The planet of Kiln is where the tyrannical Mandate keeps its prison colony, and for inmates the journey there is always a one-way trip. One such prisoner is Professor Arton Daghdev, xeno-ecologist and political dissident. Soon after arrival he discovers that Kiln has a secret. Humanity is not the first intelligent life to set foot there.
In the midst a ravenous, chaotic ecosystem are the ruins of a civilization, but who were the vanished builders and where did they go? If he can survive both the harsh rule of the camp commandant and the alien horrors of the world around him, then Arton has a chance at making a discovery that might just transform not only Kiln but distant Earth as well.
Praise for Adrian Tchaikovsky:
‘Brilliant science fiction and far-out world-building’ – James McAvoy
‘One of the most interesting and accomplished writers in speculative fiction’ – Christopher Paolini
‘Tchaikovsky’s world-building is some of the best in modern sci-fi’ – New Scientist
APPLE BOOKS REVIEW
Exiled to a labour camp on the distant planet of Kiln for his political dissidence, science professor Arton Daghdev quickly turns his focus to the radically different ecology and biology found there. As he begins to learn more about Kiln’s hidden threats and history, Arton wonders how his findings might be applied back on Earth. Alien Clay uses Arton’s wry, conversational narration as a handy shortcut to author Adrian Tchaikovsky’s heady concepts and ambitious world building. But this is just as much a twisty and well-paced thriller as it is an imaginative sci-fi novel, and Arton’s gradual grasp of the planet’s secrets creates a sustained tug of mystery alongside vivid descriptions of Kiln’s distinctive flora and fauna. Fans of Jeff VanderMeer’s Annihilation and Andy Weir’s Project Hail Mary will relish this subversive look at evolution and colonisation alike.
PUBLISHERS WEEKLY
Imprisoned dissident scientists struggle to understand alien ecology in this mind-expanding planetary romp from Arthur C. Clarke Award winner Tchaikovsky (Service Model).

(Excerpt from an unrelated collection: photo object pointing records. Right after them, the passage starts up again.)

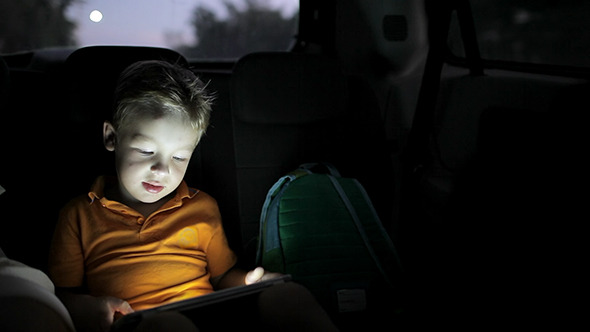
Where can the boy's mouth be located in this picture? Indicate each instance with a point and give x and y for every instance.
(152, 188)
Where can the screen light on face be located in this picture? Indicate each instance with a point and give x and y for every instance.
(95, 16)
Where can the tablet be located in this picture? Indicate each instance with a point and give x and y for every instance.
(203, 308)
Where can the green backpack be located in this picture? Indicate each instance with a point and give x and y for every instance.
(323, 230)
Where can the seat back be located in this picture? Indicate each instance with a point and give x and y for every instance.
(289, 109)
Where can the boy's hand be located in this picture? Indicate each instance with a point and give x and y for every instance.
(91, 313)
(258, 274)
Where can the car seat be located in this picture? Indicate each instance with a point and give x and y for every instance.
(291, 108)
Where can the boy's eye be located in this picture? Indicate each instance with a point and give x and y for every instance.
(179, 158)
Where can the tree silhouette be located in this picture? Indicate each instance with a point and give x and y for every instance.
(255, 28)
(34, 24)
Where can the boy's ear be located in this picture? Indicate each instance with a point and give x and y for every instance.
(109, 136)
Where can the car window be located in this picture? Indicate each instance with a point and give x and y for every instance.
(196, 28)
(539, 32)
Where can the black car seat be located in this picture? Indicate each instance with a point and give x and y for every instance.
(291, 108)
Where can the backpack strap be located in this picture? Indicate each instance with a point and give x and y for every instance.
(361, 229)
(268, 233)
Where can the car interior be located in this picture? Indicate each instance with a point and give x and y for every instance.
(464, 157)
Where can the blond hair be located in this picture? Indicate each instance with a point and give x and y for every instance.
(157, 89)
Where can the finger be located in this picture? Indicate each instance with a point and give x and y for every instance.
(254, 275)
(118, 305)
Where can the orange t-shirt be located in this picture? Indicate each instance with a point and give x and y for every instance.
(114, 251)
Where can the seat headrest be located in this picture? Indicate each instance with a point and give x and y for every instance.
(93, 72)
(287, 88)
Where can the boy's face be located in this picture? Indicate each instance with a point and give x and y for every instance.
(151, 156)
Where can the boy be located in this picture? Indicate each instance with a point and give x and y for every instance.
(145, 238)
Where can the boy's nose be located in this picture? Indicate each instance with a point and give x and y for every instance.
(160, 168)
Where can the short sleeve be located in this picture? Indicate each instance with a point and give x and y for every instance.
(220, 258)
(66, 261)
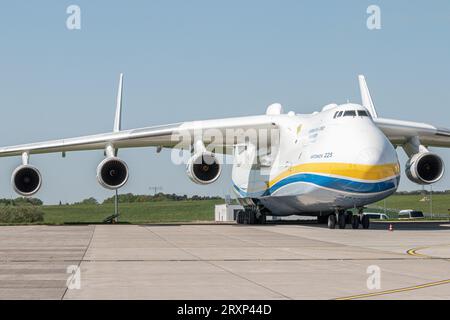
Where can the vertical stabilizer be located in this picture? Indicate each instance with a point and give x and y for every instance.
(365, 97)
(118, 118)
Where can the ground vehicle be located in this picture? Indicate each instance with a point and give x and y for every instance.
(376, 215)
(410, 214)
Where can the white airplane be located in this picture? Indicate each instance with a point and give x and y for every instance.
(319, 164)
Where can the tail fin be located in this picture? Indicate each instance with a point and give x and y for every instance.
(118, 118)
(365, 96)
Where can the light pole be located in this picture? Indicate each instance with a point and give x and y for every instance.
(431, 200)
(155, 189)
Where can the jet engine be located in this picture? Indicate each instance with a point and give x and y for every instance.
(26, 180)
(203, 168)
(112, 173)
(425, 168)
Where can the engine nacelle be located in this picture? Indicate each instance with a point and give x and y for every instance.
(112, 173)
(203, 168)
(26, 180)
(425, 168)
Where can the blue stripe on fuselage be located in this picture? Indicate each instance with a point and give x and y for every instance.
(335, 183)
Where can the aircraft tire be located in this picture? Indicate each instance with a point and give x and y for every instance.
(342, 220)
(322, 219)
(365, 221)
(355, 222)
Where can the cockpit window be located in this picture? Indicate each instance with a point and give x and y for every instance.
(362, 113)
(350, 113)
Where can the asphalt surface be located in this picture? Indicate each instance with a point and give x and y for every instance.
(284, 261)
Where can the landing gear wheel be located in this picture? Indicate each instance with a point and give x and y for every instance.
(342, 220)
(355, 222)
(240, 217)
(331, 221)
(322, 219)
(251, 217)
(365, 221)
(261, 219)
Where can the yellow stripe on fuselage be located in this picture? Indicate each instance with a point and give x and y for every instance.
(349, 170)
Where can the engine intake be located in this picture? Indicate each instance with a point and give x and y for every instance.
(112, 173)
(425, 168)
(26, 180)
(203, 168)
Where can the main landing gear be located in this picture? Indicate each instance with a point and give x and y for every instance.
(250, 216)
(341, 218)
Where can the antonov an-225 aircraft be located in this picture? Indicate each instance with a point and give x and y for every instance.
(320, 164)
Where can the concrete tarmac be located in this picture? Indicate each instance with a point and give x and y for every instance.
(209, 261)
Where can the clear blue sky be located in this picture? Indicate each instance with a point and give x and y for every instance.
(186, 60)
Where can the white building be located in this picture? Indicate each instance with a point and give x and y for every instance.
(226, 212)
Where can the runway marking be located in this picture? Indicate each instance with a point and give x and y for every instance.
(386, 292)
(411, 252)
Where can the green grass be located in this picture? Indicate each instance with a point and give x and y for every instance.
(148, 212)
(203, 210)
(395, 203)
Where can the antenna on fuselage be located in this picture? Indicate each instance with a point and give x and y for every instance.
(118, 118)
(365, 97)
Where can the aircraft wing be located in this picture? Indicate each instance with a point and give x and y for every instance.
(213, 133)
(400, 132)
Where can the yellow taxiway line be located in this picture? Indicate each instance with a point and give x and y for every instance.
(411, 252)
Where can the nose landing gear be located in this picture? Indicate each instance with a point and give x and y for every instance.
(342, 218)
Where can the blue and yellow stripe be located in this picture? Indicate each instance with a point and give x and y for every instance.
(353, 178)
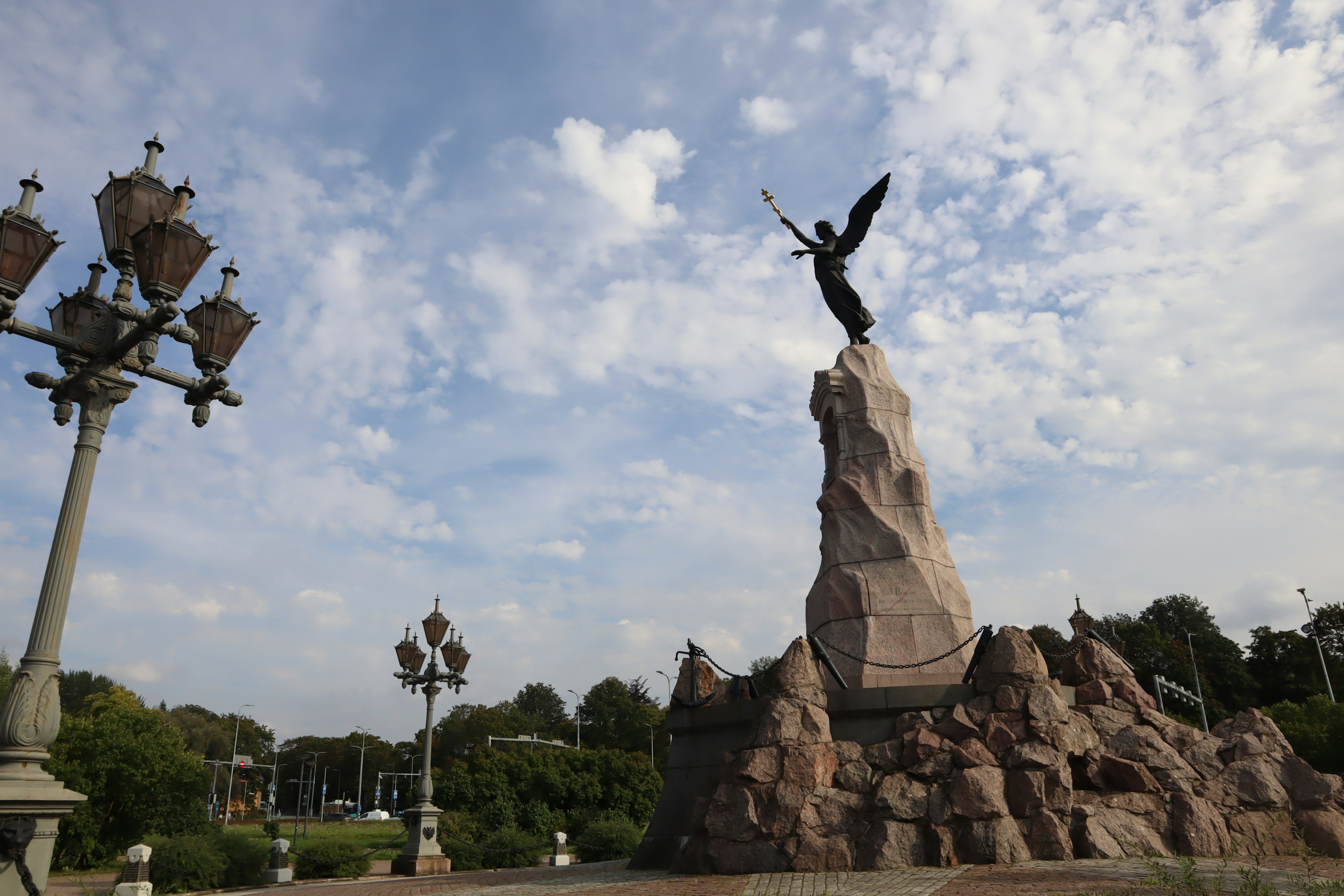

Arton Daghdev, captured by the totalitarian Earth government called the Mandate after a year in hiding, lands on the prison planet Kiln, where he is assigned to support archeological digs into the beehive-shaped mounds left by a vanished civilization. Caught between fellow prisoners planning a rebellion and a warden who espouses the Mandate party line—that the Universe was designed to produce humanity as its pinnacle achievement—Daghdev forges his own path into the heart of Kiln's vitally different life-forms. ("Know thyself is the Earth adage, but here on Kiln it's Know one another," he muses of their strikingly different culture.) Tchaikovsky's philosophical musings about identity and the individual against the collective will feel familiar to science fiction readers, but his resolution will surprise even longtime genre fans. Tchaikovsky continues to impress.